L’homme sans tête est comme un homme sans boussole, il a perdu le sens et les valeurs. C’est un des risques majeurs qui nous guette nous les vivants, ici et maintenant. C’est alors que m’est revenu en mémoire cet article d’Avraham Burg, ancien président de la Knesset et de l’agence juive, qui a écrit l’an dernier à l’occasion de Roch HaChana un article qui m’a profondément marquée. Il parlait des trois principales fêtes de Tichri et de leurs messages. Roch HaChana représente l’alliance universelle avec la nature, Yom Kippour qui est une fête particulariste et nous enjoint de faire un retour sur ses actions envers Dieu et son prochain. Et enfin la fête de Souccot qui interroge collectivement le peuple juif. Comment nous comportons-nous ensemble, entre nous et envers les autres peuples ? Sommes-nous dans l’ouverture ou le repli identitaire ?
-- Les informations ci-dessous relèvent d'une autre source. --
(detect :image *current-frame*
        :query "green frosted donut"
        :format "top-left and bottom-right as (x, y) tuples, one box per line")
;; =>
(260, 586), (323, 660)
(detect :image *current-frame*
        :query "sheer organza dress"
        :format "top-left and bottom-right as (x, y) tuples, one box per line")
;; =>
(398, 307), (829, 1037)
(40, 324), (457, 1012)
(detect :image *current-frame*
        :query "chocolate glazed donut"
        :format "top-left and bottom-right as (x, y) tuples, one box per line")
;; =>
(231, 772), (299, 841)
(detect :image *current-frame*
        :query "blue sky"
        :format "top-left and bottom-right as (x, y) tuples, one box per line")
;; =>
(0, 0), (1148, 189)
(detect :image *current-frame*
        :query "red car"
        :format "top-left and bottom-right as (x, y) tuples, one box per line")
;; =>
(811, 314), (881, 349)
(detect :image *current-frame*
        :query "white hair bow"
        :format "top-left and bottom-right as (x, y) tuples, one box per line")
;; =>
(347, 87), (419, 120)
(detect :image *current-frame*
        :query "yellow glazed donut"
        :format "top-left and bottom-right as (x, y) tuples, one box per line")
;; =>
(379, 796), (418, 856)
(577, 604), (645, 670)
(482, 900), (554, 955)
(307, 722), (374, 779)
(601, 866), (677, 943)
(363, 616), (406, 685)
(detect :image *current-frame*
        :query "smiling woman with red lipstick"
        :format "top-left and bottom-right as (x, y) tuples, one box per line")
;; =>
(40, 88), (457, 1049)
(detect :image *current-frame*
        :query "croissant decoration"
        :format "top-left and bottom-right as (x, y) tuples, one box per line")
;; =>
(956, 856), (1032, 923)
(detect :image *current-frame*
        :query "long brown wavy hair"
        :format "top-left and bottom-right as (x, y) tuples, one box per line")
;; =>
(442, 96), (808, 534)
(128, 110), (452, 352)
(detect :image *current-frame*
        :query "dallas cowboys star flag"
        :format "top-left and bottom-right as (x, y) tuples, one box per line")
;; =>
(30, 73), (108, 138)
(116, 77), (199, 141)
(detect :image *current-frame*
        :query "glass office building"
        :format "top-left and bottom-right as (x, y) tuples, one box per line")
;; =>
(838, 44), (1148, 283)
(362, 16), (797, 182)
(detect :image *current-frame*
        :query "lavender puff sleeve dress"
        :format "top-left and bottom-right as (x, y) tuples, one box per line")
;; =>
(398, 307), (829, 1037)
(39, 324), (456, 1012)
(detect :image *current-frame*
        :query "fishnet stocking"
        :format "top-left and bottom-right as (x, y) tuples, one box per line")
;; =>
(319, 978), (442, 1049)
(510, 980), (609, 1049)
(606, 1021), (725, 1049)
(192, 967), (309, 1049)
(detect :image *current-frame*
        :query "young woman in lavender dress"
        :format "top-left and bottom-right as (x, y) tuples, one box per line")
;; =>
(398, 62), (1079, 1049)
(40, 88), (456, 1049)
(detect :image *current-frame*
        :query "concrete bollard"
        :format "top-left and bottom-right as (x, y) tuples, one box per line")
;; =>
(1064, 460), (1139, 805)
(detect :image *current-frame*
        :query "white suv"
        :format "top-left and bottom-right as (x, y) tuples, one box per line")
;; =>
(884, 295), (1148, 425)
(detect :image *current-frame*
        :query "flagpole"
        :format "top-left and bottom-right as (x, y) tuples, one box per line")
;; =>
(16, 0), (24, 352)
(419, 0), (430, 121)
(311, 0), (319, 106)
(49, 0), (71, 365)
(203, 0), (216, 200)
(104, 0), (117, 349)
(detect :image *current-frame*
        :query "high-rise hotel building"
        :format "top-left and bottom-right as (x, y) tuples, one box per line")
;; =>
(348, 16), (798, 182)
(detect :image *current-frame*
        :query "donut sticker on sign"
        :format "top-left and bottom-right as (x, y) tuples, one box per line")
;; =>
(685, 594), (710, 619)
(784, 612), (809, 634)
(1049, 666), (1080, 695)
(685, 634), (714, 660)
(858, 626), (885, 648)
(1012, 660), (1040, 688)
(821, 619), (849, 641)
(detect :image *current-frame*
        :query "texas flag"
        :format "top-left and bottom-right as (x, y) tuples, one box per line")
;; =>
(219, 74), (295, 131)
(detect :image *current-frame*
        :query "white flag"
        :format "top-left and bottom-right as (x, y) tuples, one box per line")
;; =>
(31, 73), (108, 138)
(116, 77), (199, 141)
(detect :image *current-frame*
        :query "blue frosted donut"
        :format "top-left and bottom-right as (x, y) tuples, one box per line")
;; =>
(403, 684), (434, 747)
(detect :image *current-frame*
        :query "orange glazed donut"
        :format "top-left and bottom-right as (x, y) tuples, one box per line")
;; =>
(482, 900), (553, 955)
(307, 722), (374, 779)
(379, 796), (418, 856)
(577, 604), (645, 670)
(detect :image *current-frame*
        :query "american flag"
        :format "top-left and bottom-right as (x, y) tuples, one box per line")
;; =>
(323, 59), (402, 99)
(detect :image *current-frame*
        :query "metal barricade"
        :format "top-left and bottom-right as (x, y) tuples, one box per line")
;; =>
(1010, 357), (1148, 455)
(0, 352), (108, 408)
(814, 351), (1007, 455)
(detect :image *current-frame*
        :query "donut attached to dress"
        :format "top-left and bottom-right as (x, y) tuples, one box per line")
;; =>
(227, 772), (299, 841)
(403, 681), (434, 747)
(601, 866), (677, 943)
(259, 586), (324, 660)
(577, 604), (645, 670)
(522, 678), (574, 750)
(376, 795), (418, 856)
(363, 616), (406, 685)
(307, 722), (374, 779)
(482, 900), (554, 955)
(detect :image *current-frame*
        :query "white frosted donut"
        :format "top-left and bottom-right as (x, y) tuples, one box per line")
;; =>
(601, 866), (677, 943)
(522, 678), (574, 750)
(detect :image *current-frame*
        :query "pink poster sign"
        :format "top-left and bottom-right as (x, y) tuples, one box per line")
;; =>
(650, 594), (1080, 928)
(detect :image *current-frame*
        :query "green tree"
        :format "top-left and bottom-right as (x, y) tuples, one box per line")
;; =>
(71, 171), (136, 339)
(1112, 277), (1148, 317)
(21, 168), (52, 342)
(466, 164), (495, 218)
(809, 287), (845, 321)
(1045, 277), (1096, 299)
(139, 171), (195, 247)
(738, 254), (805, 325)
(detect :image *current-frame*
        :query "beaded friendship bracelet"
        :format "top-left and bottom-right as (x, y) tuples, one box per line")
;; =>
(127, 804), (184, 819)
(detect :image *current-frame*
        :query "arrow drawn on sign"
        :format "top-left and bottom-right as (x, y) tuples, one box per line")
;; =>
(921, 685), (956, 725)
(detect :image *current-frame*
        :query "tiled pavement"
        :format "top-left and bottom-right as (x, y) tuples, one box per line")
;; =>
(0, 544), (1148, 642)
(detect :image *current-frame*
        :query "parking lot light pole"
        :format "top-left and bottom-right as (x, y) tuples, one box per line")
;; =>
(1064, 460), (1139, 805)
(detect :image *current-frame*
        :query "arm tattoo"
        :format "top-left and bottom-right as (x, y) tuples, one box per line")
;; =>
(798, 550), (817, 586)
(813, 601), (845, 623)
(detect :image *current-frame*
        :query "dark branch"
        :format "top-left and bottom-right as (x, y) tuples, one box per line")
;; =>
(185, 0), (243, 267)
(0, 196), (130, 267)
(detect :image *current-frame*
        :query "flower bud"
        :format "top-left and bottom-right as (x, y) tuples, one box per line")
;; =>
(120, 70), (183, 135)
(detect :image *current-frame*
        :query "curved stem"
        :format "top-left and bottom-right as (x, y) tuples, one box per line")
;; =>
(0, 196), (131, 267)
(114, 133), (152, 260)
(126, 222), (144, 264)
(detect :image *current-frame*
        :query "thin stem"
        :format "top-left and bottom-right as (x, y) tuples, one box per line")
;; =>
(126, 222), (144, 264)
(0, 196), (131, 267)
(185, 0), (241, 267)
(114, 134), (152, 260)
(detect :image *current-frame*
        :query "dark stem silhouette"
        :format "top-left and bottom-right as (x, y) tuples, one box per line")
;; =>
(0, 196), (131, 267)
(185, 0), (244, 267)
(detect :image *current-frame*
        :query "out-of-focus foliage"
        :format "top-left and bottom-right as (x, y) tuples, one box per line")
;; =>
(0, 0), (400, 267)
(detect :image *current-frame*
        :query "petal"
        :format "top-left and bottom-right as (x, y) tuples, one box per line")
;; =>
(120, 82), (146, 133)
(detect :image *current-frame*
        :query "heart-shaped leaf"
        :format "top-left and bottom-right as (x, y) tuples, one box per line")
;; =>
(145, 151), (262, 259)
Ce repli qu’il dénonçait dans son article, s’est encore accentué ces douze derniers mois, il se développe dangereusement aussi bien en Diaspora qu’en Israël. Ces fêtes de Tishri qui se terminent sont l’occasion de faire un bilan et de décider dans quel monde nous voulons vivre à l’avenir. Un monde où on garde en tête et met en pratique nos valeurs de tikkun – réparation, ou un monde où on préfère être absent à nous-mêmes et nous oublier en tant qu’Hommes avec un grand H.

Comme Dieu scelle son jugement à Hochana Rabba, prenons nous aussi nos engagements à cette occasion pour l’année à venir : sur quoi pouvons-nous agir ? Et comment ? Qu’est ce qui donnerait plus de sens à notre vie ? Que ce soit dans le domaine de l’environnement, de la politique, de la reconnaissance de la diversité du judaïsme, des relations hommes/femmes il y a tant d’aspects de nos vies où notre engagement est nécessaire, afin de mieux faire entendre notre voix.

Selon le Zohar, le toit de la Soucca s’appelle la tzila dehemnouta, c’est de l’araméen, en hébreu ça donne tzel haemouna, Bien que d’apparence fragile, la Soucca nous révèle à nous-mêmes et nous met à l’abri, à l’ombre de notre ferme croyance. La croyance que tant qu’on a une tête bien arrimée à notre corps, on a la chance de choisir, décider et agir pour améliorer le monde qui nous entoure.

Ken yhie ratzon,

Chabbat shalom !

[1]http://blog.nli.org.il/losing_your_head/?utm_source=activetrail&utm_medium=email&utm_campaign=toche23sep2018&_atscid=3_2269_160086641_9717774_0_Tzwttawweedchhuccww

[2] 4 espèces qu’on utilise dans le cadre du rituel de souccot.